How has the journey been so far for Reva?


We have been focussing on the markets of Bangalore and London to understand consumers and technology.  It has helped us create a platform for next generation technology. We internally view Reva as an ideas and knowledge company. The visible part of the business is Reva, the vehicle.

You have entered into licensed manufacturing agreement with US based Bannon Automotive to produce Reva locally. Is this a new revenue stream that Reva will explore going forward and would it further enter into similar JVs for licensed manufacturing?

We are in talks with Bannon Auto and they (talks) are very encouraging. We are yet to finalise an agreement with them.


We have explored talks with several players in the world. Five years hence, between licensed technology and licensed manufacturing, we will generate nearly 50% of our business.

Now, it takes 20 hours to assemble a car. The labour cost may be $40 in India and $500 in the US. What we are bringing to the table is affordable technologies that enable a cost effective solution. Consumers are looking at lowering carbon footprint and local manufacturing will gain traction. This also makes a lot more sense as regional requirements are different. What we are talking about is how franchisees can break even by producing less than 5,000 cars. The approach is a paradigm shift from how automobile manufacturing is looked at.

This low-cost, modular manufacturing plant platform will cost just 10s of millions of dollars as opposed to a few 100 million dollars for a conventional plant. This will enable manufacturing of vehicles in different countries closer to the markets where they are used.


What is the capacity of the Bommasandra (in Bangalore) plant and when will it get operational?

Our new plant with a capacity of 30,000 vehicles will be up and running next year. In many ways, it will be a baseline of how a plant should be put together. It is about a philosophy and mindset change of how to make a local and profitable car. The total investment on the facility is Rs 30 crore excluding land.

What about the new car launch? Will the existing Reva be phased out?


We are launching NXR, the family car platform, in the second quarter of next year. We will evaluate consumer thoughts and take a call on phasing out or continuing the existing Reva model. The next generation car NXG will be rolled out in 2011.

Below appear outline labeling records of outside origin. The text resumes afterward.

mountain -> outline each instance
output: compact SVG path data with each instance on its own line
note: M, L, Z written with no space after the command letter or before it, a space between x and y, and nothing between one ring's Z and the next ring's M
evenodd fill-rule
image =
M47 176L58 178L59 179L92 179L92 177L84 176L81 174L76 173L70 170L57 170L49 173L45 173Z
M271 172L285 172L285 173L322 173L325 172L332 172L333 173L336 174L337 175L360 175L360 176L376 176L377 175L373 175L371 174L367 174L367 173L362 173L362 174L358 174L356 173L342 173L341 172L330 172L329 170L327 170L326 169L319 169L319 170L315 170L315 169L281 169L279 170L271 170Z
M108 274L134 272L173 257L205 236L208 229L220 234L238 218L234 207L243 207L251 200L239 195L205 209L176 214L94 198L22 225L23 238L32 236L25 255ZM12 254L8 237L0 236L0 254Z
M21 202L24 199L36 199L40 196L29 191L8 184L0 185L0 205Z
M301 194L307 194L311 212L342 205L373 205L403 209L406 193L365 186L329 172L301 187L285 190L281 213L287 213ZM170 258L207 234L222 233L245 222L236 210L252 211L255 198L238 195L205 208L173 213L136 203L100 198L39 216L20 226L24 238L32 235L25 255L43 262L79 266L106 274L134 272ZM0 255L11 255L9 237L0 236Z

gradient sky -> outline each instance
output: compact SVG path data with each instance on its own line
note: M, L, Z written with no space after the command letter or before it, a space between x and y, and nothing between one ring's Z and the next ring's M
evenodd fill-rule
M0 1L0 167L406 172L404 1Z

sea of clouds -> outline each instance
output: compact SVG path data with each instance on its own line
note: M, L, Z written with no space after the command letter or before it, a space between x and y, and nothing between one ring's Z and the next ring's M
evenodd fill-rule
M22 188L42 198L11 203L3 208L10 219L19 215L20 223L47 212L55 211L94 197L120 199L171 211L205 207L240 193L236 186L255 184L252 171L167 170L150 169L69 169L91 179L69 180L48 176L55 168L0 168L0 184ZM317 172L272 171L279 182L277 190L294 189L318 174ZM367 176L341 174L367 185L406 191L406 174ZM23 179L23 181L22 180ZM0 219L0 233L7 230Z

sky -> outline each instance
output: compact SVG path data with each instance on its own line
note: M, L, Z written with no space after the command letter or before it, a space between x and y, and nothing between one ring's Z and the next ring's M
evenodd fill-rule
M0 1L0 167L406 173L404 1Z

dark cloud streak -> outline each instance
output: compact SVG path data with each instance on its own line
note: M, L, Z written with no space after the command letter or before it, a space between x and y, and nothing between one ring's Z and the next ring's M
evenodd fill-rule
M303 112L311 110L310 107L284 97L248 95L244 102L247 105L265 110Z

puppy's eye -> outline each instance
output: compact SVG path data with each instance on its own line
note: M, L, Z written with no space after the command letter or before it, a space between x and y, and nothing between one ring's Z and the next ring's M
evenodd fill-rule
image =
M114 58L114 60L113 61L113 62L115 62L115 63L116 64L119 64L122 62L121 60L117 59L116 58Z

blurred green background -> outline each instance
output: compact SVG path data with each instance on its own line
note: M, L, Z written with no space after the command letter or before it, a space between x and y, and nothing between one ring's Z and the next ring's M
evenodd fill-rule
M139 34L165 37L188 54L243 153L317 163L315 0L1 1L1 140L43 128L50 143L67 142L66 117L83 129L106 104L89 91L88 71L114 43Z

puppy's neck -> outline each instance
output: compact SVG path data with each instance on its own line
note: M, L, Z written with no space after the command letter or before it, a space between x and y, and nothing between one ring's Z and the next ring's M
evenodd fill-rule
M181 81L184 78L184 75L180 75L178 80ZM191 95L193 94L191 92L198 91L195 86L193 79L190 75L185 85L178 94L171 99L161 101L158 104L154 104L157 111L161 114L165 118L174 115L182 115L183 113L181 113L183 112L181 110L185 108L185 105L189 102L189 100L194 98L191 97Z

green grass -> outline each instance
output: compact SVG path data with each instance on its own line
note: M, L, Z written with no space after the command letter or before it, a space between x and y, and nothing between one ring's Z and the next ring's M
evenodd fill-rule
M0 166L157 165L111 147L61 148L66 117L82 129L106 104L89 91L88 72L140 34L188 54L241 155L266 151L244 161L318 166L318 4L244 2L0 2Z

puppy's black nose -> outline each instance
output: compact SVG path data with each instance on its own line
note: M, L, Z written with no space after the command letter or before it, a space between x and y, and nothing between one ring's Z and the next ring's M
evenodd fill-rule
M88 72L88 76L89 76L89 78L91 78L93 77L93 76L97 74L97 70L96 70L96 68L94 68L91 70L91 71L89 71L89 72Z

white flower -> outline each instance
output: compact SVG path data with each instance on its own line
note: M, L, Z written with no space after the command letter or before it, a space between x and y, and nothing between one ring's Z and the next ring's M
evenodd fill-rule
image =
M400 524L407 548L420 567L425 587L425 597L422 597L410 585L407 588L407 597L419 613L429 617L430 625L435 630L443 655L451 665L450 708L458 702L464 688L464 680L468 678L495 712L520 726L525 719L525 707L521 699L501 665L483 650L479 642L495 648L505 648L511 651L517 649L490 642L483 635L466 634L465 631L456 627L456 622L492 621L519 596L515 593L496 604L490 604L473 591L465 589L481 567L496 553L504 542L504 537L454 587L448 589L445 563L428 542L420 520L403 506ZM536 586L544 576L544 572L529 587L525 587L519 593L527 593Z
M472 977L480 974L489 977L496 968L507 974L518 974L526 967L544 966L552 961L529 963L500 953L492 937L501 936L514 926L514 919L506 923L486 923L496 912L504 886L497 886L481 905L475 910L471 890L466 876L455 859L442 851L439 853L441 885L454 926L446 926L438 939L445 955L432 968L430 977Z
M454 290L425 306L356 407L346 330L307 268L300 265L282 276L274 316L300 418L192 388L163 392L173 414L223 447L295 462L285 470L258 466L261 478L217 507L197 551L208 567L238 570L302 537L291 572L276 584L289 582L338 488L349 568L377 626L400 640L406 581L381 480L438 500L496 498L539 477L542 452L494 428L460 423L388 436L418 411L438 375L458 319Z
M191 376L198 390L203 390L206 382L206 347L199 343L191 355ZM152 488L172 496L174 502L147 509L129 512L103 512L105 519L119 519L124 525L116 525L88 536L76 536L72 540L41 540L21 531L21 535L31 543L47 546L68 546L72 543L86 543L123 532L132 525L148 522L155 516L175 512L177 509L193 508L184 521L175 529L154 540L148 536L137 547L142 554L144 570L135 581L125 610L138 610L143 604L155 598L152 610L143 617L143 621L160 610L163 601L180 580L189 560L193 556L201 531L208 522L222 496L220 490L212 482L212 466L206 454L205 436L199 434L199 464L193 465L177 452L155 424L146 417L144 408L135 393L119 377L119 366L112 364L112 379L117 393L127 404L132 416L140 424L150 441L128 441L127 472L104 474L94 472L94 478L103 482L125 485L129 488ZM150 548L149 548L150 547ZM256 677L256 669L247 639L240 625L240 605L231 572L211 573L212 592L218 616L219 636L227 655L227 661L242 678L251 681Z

What is the scope of your pact with General Motors?

Licensed technology is a big (revenue) stream. The pact with General Motors to electrify their Spark range for the Indian market is a big one. We start with the Spark platform. We are going to review other products for the Indian market. We will be creating kit and technology to put into other platforms that GM makes in other parts of the world. We will start with India. We see it panning out as a substantial business over time.


What are the other business opportunities?

We are developing EV mobility solutions to fast-charge cars using telematics. To really make EV successful, we need to build infrastructure and easy mobility solutions around it. If the car falls low on energy, through sms technology, we will reach the vehicle for fast charging. We are also looking at electrifying a range of vehicles such as pickups, three wheelers and buses. We have received lot of interest from several players on technology licensing.

What is the kind of funding requirement to put all these plans in place?

These plans will require capital. We are transitioning to become more than an EV company. We will have to look at growth capital for the new businesses.

What has been the user experience so far?

Reva costs Rs 3.6 Bangalore and under Rs 3 lakh in Delhi. It is a second car that people prefer to use for city driving. The economy of operations of Reva is low at 45 paise per km versus Rs 4 per km for regular cars. From an economy perspective, the total cost of ownership is low.

Our challenge is to remove batteries form cars and separate energy from the cars to lower the costs. The GM pact will allow us access to their distributors and also wider reach with the Spark EV platform.

At present, the cars run in Bangalore and London where there are 1,000 odd cars each. Some of them have successfully completed 1 lakh km. Our new platform is a family car that can seat four adults. It has European standards on safety, fast charging, telematics and easy user interfaces.